Also really interesting is the issue of gender issues. Kapchurwa is one of the only tribes/areas in Uganda that still pretty openly practicing female circumcision or FGM as its so fondly named. This practice is illegal in Uganda and declared inhumane by the UN but it is a main part of the culture in the area where we were. Along with FGM were other gender-role issues that really bothered me. Here's an excerpt from an email I sent a good friend about what I experienced:

"
Gender issues at my rural homestay were even worse than what I've experienced here in Mukono area. Kapchurwa is like a bad "woman-make-me-a-sandwich" joke. The women have to kneel to greet the men. And the men eat out of different dishes and even sit at a different table at mealtimes. When it's not planting or harvesting season, the men literally do nothing. They sit. All-freaking-day. While the women carry gallons of water up the hill on their heads and spend all day sweeping, washing clothes, washing dishes, or cooking in the smoke-congested kitchen. I asked my 18-year-old cousin there if he wanted to help me peel matooke and he laughed at me and said that was "woman's work". I almost punched him in the face. So I asked him what a man's work was and he was like "....to eat. and have pleasure." So needless to say, slightly angering. But even weirder that the women don't seem to mind. Like they've never known differently so they honestly don't complain or yearn for freedom."

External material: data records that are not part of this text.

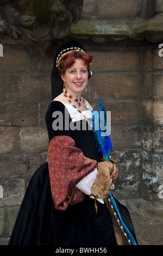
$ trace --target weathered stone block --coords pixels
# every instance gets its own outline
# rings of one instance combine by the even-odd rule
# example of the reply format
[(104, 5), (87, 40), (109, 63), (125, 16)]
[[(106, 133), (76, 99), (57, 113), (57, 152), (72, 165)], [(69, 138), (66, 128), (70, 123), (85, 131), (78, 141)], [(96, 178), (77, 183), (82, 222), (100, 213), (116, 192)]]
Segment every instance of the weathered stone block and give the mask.
[[(163, 60), (163, 59), (162, 59)], [(163, 75), (161, 72), (154, 73), (153, 98), (154, 100), (163, 100)]]
[(111, 124), (113, 125), (135, 125), (141, 123), (140, 104), (134, 101), (117, 101), (105, 103), (105, 110), (111, 111)]
[[(159, 45), (158, 45), (159, 46)], [(161, 53), (161, 56), (159, 56), (159, 51)], [(163, 69), (163, 56), (162, 56), (163, 50), (162, 47), (161, 48), (158, 48), (154, 49), (153, 52), (153, 69), (155, 70), (162, 70)]]
[(83, 1), (82, 10), (82, 17), (90, 17), (91, 19), (95, 17), (95, 8), (96, 7), (96, 0), (90, 0), (89, 1)]
[[(153, 160), (151, 151), (143, 150), (142, 168), (145, 170), (146, 175), (152, 175), (153, 170)], [(145, 176), (146, 177), (146, 176)]]
[(48, 74), (8, 75), (9, 100), (46, 101), (51, 99), (51, 76)]
[(87, 52), (93, 58), (91, 69), (96, 72), (135, 71), (140, 70), (140, 49), (105, 48), (98, 52), (88, 47)]
[(152, 126), (145, 126), (142, 130), (142, 147), (145, 150), (149, 150), (151, 154), (153, 149), (153, 132)]
[[(153, 173), (155, 177), (163, 178), (163, 155), (162, 154), (153, 154)], [(163, 186), (162, 183), (160, 182), (159, 185)]]
[(26, 102), (0, 103), (0, 125), (16, 126), (37, 124), (36, 104)]
[(144, 126), (153, 125), (153, 101), (146, 101), (143, 103), (142, 123)]
[(0, 100), (4, 99), (4, 83), (3, 75), (0, 75)]
[(41, 103), (40, 105), (40, 125), (46, 126), (45, 115), (48, 109), (48, 103)]
[(40, 154), (0, 157), (1, 175), (3, 177), (20, 177), (32, 175), (45, 162)]
[(143, 75), (143, 97), (144, 99), (153, 99), (153, 72), (145, 72)]
[(14, 128), (0, 129), (0, 154), (10, 152), (15, 144), (15, 130)]
[(19, 147), (21, 152), (46, 151), (48, 137), (45, 127), (22, 129), (19, 133)]
[(136, 172), (123, 175), (120, 174), (112, 193), (118, 199), (139, 198), (140, 195), (140, 176)]
[(3, 57), (0, 58), (1, 70), (29, 71), (32, 70), (31, 55), (31, 48), (28, 46), (4, 44)]
[(162, 127), (163, 125), (163, 103), (162, 101), (154, 102), (153, 103), (153, 121), (156, 128), (157, 126)]
[(0, 184), (3, 188), (3, 198), (1, 199), (1, 206), (12, 206), (20, 205), (25, 192), (24, 179), (0, 179)]
[(143, 65), (145, 71), (153, 71), (153, 46), (144, 48)]
[(97, 1), (99, 19), (121, 20), (134, 19), (140, 16), (141, 0), (105, 0)]
[(52, 45), (36, 46), (36, 57), (35, 57), (36, 59), (34, 60), (36, 62), (36, 70), (51, 72), (57, 48)]
[(155, 130), (153, 134), (153, 149), (156, 152), (162, 153), (163, 148), (163, 130)]
[(141, 128), (122, 126), (118, 127), (112, 125), (110, 137), (113, 149), (116, 150), (127, 150), (135, 149), (137, 150), (142, 146), (142, 134)]
[(141, 77), (138, 74), (111, 74), (103, 76), (95, 74), (93, 82), (94, 99), (140, 99)]

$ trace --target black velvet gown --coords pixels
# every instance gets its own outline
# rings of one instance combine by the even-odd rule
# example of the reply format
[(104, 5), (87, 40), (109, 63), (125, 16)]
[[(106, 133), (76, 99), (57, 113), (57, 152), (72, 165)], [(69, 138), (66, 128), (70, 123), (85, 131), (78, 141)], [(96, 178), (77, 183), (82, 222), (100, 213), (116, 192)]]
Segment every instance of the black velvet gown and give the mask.
[[(86, 130), (54, 131), (52, 117), (55, 111), (61, 111), (71, 119), (65, 106), (52, 101), (46, 115), (49, 141), (54, 136), (67, 135), (74, 141), (76, 147), (84, 155), (97, 161), (102, 161), (93, 132)], [(84, 120), (85, 121), (85, 120)], [(78, 121), (81, 123), (81, 121)], [(64, 125), (65, 123), (64, 122)], [(129, 214), (118, 202), (117, 204), (123, 221), (136, 241)], [(35, 172), (27, 187), (9, 241), (9, 245), (117, 245), (111, 215), (105, 204), (85, 196), (84, 201), (65, 211), (56, 210), (52, 198), (48, 163)]]

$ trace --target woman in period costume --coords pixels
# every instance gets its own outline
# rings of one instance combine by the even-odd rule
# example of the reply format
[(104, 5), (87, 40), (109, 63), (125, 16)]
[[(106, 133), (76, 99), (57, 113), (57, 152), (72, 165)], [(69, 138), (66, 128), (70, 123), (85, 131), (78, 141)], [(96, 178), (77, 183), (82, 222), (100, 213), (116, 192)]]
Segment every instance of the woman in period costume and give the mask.
[(110, 157), (109, 135), (101, 136), (82, 96), (92, 59), (76, 41), (57, 51), (46, 114), (48, 162), (29, 183), (10, 245), (137, 244), (128, 210), (111, 192), (118, 166)]

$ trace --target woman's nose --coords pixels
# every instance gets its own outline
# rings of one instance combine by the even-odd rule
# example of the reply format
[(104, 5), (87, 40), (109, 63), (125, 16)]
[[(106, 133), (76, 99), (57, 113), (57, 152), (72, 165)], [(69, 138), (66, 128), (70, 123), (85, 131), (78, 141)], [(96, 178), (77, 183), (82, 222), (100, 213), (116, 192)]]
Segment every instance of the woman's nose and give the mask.
[(80, 79), (82, 77), (81, 72), (79, 71), (77, 72), (76, 78), (78, 79)]

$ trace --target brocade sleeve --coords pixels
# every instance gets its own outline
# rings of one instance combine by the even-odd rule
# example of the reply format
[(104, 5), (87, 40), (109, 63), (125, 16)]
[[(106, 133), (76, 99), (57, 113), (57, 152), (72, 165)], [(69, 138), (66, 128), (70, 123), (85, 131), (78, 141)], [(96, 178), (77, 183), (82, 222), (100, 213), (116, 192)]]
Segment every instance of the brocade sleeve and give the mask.
[(97, 161), (86, 157), (67, 136), (58, 136), (49, 144), (48, 163), (52, 198), (55, 209), (65, 210), (82, 203), (85, 194), (76, 187), (97, 166)]

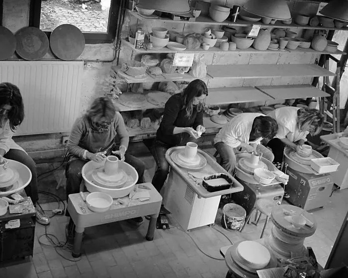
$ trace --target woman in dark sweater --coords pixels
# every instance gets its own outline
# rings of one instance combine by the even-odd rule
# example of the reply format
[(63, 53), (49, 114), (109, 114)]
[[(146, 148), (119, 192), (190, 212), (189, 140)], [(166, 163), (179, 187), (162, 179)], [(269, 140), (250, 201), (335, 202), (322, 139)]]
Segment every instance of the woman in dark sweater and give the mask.
[(182, 93), (171, 96), (166, 103), (162, 121), (157, 130), (152, 152), (157, 169), (152, 184), (160, 192), (169, 172), (166, 152), (172, 147), (185, 145), (199, 138), (203, 126), (203, 102), (208, 95), (205, 84), (196, 79)]

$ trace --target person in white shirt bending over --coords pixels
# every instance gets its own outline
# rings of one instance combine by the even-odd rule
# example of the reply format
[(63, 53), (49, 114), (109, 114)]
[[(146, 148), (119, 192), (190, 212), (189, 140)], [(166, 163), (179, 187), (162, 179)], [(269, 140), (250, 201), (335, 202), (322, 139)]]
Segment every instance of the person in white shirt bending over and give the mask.
[(287, 146), (294, 150), (301, 148), (307, 141), (307, 136), (319, 134), (324, 124), (324, 116), (316, 109), (294, 106), (282, 107), (268, 115), (278, 124), (278, 132), (267, 146), (274, 155), (274, 162), (283, 161), (284, 148)]
[(221, 166), (233, 174), (236, 163), (235, 154), (255, 149), (272, 162), (272, 152), (261, 142), (263, 138), (272, 138), (277, 130), (275, 120), (261, 113), (243, 113), (235, 116), (224, 125), (214, 139), (214, 146), (221, 157)]

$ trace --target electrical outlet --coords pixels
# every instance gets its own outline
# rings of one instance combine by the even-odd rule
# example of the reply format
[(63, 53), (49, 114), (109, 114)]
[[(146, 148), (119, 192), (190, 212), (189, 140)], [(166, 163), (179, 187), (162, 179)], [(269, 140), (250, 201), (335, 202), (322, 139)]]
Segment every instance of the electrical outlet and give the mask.
[(69, 139), (69, 136), (62, 136), (62, 144), (65, 145), (68, 143), (68, 139)]

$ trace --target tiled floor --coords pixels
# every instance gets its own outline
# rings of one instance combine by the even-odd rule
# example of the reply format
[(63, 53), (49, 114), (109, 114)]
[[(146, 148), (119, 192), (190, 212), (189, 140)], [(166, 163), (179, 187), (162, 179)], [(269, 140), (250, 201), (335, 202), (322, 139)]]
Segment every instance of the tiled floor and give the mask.
[[(146, 179), (151, 181), (155, 164), (151, 158), (144, 159), (148, 169)], [(348, 210), (348, 189), (337, 191), (324, 209), (313, 212), (318, 222), (315, 234), (306, 239), (319, 262), (325, 266), (344, 217)], [(54, 203), (44, 204), (45, 209), (56, 208)], [(224, 278), (227, 272), (219, 249), (243, 239), (255, 240), (260, 237), (264, 219), (258, 226), (248, 225), (243, 233), (224, 230), (220, 224), (221, 212), (214, 227), (205, 227), (189, 233), (184, 232), (170, 218), (171, 229), (157, 230), (155, 239), (145, 238), (148, 220), (138, 229), (127, 222), (111, 223), (87, 229), (84, 241), (85, 253), (79, 261), (74, 261), (69, 250), (48, 248), (40, 245), (39, 238), (44, 234), (45, 227), (36, 224), (34, 254), (33, 258), (13, 266), (0, 268), (0, 278)], [(67, 218), (56, 216), (47, 227), (47, 232), (65, 241)], [(265, 237), (268, 236), (271, 223)], [(225, 235), (229, 240), (216, 230)], [(201, 253), (192, 239), (209, 255)], [(43, 242), (48, 243), (42, 237)], [(71, 261), (66, 260), (59, 254)]]

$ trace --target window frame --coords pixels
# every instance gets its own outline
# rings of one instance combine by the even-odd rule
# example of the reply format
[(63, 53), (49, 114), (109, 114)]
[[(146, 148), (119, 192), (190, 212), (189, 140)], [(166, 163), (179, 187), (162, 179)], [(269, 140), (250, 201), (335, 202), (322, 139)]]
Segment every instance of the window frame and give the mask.
[[(0, 0), (0, 2), (2, 0)], [(42, 0), (31, 0), (29, 26), (40, 28)], [(118, 15), (120, 8), (119, 0), (111, 0), (106, 32), (83, 32), (86, 44), (111, 43), (115, 39)], [(1, 18), (0, 17), (0, 18)], [(49, 39), (52, 31), (43, 30)]]

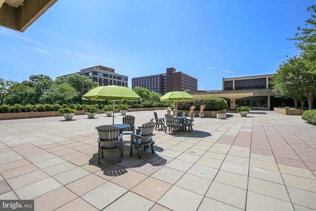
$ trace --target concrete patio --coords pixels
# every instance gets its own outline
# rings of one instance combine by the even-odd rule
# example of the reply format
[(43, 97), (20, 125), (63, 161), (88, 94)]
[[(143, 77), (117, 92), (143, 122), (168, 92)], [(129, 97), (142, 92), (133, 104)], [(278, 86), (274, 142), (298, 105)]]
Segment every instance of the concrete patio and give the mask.
[[(127, 115), (139, 126), (154, 117)], [(0, 199), (34, 199), (36, 211), (316, 210), (316, 126), (300, 116), (196, 117), (193, 132), (154, 130), (156, 154), (130, 156), (127, 142), (121, 163), (107, 151), (98, 165), (105, 116), (0, 121)]]

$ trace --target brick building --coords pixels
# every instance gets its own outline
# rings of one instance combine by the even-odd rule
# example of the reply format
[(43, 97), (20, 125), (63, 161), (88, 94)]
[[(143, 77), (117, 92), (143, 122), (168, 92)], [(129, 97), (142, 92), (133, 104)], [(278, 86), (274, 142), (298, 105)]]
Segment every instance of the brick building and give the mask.
[(165, 73), (132, 78), (132, 88), (136, 86), (164, 94), (172, 91), (198, 90), (198, 79), (173, 67), (167, 68)]
[[(75, 73), (83, 75), (92, 81), (97, 82), (100, 85), (116, 85), (128, 86), (128, 77), (116, 73), (114, 69), (101, 65), (89, 67)], [(68, 75), (62, 77), (65, 77)]]

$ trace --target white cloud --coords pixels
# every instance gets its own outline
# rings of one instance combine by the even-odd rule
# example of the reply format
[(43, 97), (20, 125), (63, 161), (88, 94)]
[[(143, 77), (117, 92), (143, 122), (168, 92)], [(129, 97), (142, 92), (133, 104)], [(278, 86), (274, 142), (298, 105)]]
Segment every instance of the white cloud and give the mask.
[(39, 52), (41, 53), (44, 53), (45, 54), (57, 55), (57, 53), (53, 53), (53, 52), (49, 52), (49, 51), (48, 51), (45, 50), (43, 50), (42, 49), (36, 48), (35, 47), (33, 47), (32, 49), (33, 49), (33, 50), (35, 50), (36, 51), (37, 51), (37, 52)]
[(209, 79), (208, 81), (213, 81), (214, 82), (222, 82), (223, 80), (220, 80), (218, 79)]
[(83, 54), (80, 54), (79, 53), (76, 53), (76, 55), (77, 55), (77, 56), (80, 56), (80, 57), (82, 57), (82, 58), (92, 58), (92, 59), (96, 59), (98, 57), (97, 57), (97, 56), (95, 56), (94, 55), (83, 55)]
[(220, 72), (222, 72), (223, 73), (235, 73), (235, 72), (231, 72), (231, 71), (225, 71), (224, 70), (222, 71), (220, 71)]

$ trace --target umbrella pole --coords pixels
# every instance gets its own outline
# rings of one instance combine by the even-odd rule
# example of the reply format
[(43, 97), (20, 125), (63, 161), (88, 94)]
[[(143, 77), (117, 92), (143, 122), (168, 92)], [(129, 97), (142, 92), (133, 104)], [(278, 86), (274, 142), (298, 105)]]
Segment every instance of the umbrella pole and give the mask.
[(113, 100), (113, 124), (114, 125), (114, 100)]

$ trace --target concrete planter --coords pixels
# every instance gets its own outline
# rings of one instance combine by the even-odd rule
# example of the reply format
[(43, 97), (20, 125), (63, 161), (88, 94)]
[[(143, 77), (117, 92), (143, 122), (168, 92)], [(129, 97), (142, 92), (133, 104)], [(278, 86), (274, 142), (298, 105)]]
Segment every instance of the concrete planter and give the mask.
[(249, 113), (249, 111), (240, 111), (239, 112), (239, 113), (240, 114), (241, 117), (246, 117), (247, 115)]
[(204, 118), (204, 113), (202, 114), (198, 114), (198, 117), (200, 118)]
[(65, 118), (65, 120), (71, 120), (73, 119), (73, 117), (75, 116), (74, 113), (66, 113), (63, 114), (63, 117)]
[(225, 119), (226, 119), (226, 114), (216, 114), (216, 118), (219, 119), (225, 120)]
[(127, 110), (120, 110), (119, 112), (120, 112), (120, 114), (122, 116), (125, 116), (126, 115), (126, 113), (127, 113)]
[(107, 117), (111, 117), (113, 114), (113, 111), (105, 111), (104, 113), (107, 115)]
[(306, 110), (287, 110), (279, 108), (274, 108), (274, 110), (276, 112), (284, 114), (285, 115), (299, 115), (302, 116), (303, 113), (307, 111)]
[[(178, 111), (184, 111), (186, 113), (185, 116), (189, 116), (189, 112), (190, 112), (190, 110), (179, 110)], [(198, 116), (198, 111), (194, 111), (193, 113), (196, 113), (195, 117)], [(219, 111), (205, 111), (204, 110), (204, 117), (205, 118), (216, 118), (217, 114), (226, 114), (226, 109), (220, 110)]]
[(87, 116), (88, 116), (88, 118), (89, 119), (93, 119), (96, 113), (92, 113), (92, 112), (86, 112)]

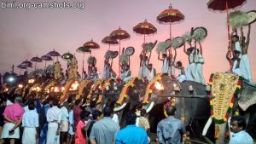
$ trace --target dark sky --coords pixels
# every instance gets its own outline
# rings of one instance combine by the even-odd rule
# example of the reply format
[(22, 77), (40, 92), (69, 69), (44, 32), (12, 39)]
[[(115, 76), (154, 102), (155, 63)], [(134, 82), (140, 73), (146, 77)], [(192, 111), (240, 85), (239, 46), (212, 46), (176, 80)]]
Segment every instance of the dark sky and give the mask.
[[(13, 1), (3, 1), (3, 3)], [(29, 1), (23, 1), (28, 3)], [(54, 1), (47, 1), (53, 3)], [(61, 3), (63, 1), (55, 1)], [(169, 26), (156, 22), (157, 15), (167, 9), (172, 3), (174, 9), (179, 9), (185, 20), (173, 25), (172, 36), (182, 36), (191, 27), (204, 26), (208, 36), (202, 43), (203, 54), (206, 60), (204, 74), (208, 78), (212, 72), (225, 72), (229, 69), (225, 59), (227, 51), (227, 26), (225, 13), (209, 11), (207, 0), (87, 0), (66, 1), (83, 3), (84, 9), (0, 9), (0, 72), (10, 71), (12, 65), (15, 66), (26, 59), (37, 55), (42, 56), (55, 49), (61, 54), (69, 51), (75, 54), (79, 60), (79, 72), (82, 68), (82, 55), (75, 52), (76, 49), (91, 38), (101, 46), (93, 51), (97, 59), (97, 67), (102, 71), (103, 55), (108, 46), (102, 43), (102, 39), (111, 32), (121, 26), (131, 34), (131, 38), (121, 42), (121, 47), (133, 46), (135, 54), (131, 56), (131, 70), (134, 76), (138, 72), (138, 55), (141, 52), (143, 37), (135, 34), (132, 27), (145, 19), (157, 29), (157, 34), (146, 37), (147, 42), (165, 41), (169, 37)], [(22, 3), (19, 1), (16, 3)], [(43, 3), (42, 0), (31, 3)], [(19, 3), (15, 3), (19, 4)], [(256, 1), (247, 0), (241, 9), (243, 11), (256, 9)], [(247, 34), (247, 27), (244, 28)], [(252, 25), (249, 57), (253, 78), (256, 78), (256, 23)], [(119, 46), (111, 49), (118, 50)], [(87, 59), (88, 55), (85, 59)], [(183, 49), (177, 49), (177, 60), (188, 65), (188, 60)], [(59, 59), (62, 67), (66, 62)], [(160, 72), (161, 63), (157, 60), (154, 50), (150, 60), (157, 72)], [(114, 60), (114, 70), (117, 72), (117, 60)], [(44, 63), (38, 66), (43, 68)], [(84, 65), (87, 66), (87, 64)], [(18, 68), (15, 69), (20, 72)], [(30, 69), (29, 71), (32, 71)]]

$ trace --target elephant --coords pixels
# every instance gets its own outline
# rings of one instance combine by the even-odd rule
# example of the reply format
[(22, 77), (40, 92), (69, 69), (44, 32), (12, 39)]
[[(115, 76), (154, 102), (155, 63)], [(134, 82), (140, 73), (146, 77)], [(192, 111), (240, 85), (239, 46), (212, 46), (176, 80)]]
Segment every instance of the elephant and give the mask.
[[(225, 143), (229, 131), (229, 119), (233, 115), (243, 115), (247, 122), (247, 132), (255, 139), (256, 84), (244, 81), (233, 72), (216, 72), (211, 75), (211, 93), (214, 97), (210, 103), (212, 107), (211, 118), (205, 125), (202, 135), (207, 134), (207, 128), (213, 121), (216, 143)], [(230, 132), (231, 137), (232, 133)]]
[[(184, 117), (184, 124), (190, 133), (190, 137), (200, 138), (203, 141), (203, 137), (199, 135), (201, 135), (203, 125), (210, 116), (206, 85), (194, 81), (179, 83), (177, 79), (165, 74), (157, 77), (154, 78), (157, 79), (155, 82), (149, 83), (152, 86), (154, 85), (154, 87), (151, 86), (151, 95), (145, 95), (143, 100), (145, 105), (143, 108), (149, 113), (150, 131), (155, 133), (157, 124), (166, 118), (163, 105), (170, 101), (173, 101), (175, 98), (177, 107), (175, 117), (178, 118)], [(163, 89), (158, 89), (156, 83), (162, 85)], [(150, 91), (149, 88), (150, 85), (148, 85), (147, 90)], [(212, 133), (207, 135), (212, 140), (214, 138), (212, 135)]]

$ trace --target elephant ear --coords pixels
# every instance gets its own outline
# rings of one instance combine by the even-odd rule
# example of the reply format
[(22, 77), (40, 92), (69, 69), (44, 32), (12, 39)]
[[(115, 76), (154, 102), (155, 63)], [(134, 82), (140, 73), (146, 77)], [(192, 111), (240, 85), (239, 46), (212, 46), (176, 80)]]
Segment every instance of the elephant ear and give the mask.
[(241, 89), (238, 105), (246, 111), (250, 106), (256, 104), (256, 84), (243, 81)]

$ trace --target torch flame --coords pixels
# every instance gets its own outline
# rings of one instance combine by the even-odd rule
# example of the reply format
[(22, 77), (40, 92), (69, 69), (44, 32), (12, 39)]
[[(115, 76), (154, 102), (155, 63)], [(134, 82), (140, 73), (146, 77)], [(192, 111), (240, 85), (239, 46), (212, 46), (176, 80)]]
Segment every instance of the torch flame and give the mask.
[(78, 83), (78, 81), (75, 81), (72, 85), (71, 88), (69, 89), (69, 90), (76, 90), (79, 87), (79, 84)]
[(160, 83), (159, 83), (159, 82), (155, 82), (154, 87), (158, 90), (163, 90), (164, 89), (164, 86)]

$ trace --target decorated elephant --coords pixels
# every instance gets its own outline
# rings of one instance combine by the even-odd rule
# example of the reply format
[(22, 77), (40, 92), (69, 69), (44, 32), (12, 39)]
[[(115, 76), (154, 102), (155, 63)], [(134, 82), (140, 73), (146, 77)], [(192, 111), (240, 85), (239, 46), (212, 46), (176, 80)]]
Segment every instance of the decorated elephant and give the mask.
[(149, 82), (143, 100), (143, 108), (149, 113), (150, 131), (156, 132), (157, 124), (166, 118), (164, 105), (167, 102), (176, 106), (177, 118), (185, 118), (184, 124), (190, 137), (198, 138), (210, 116), (207, 95), (206, 85), (200, 83), (179, 83), (170, 76), (157, 75)]
[[(256, 84), (243, 81), (242, 78), (233, 72), (217, 72), (211, 75), (209, 84), (210, 95), (214, 99), (210, 101), (211, 117), (205, 125), (202, 135), (207, 134), (207, 129), (213, 122), (215, 125), (216, 143), (224, 143), (229, 127), (228, 121), (236, 114), (244, 115), (248, 122), (248, 132), (255, 139), (256, 122)], [(231, 134), (230, 134), (231, 136)]]

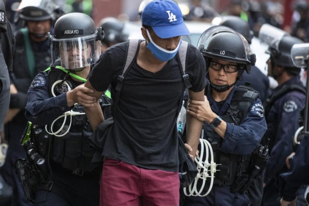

As someone who views herself as pretty independent and a free-thinker, a lot of the things I saw during my rural homestay were frustrating. But we're cautioned not to see Western culture as "right" and Ugandan culture as "wrong" or "backwards". But where is the line? One of my coordinators here was saying that she's lived in Uganda for 4 years and still isn't comfortable with the fact that she sometimes needs to kneel to men while a Ugandan man will never ever ever EVER kneel to a woman. She was saying that even if she lived here the rest of her life, that fact would still bother her. The view of women here can easily escalate into the men seeing them as more of property, especially since they literally "buy" the women from her parents in the practice of bride price. Seeing women as property, in turn, can lead to beating and other forms of abuse. Not good.

Since rural homestays nothing much has been happening. I returned to my family in Mukono and life is good. Luganda is over so I have very little homework besides reading for African Literature (which I'm LOVING) and some small assignments for Faith and Action. This leaves me with a lot of time to hang out with my family and other USP students and go into Kampala and things like that. I'm liking the slow pace of life here. I'm not at all ready to go back home.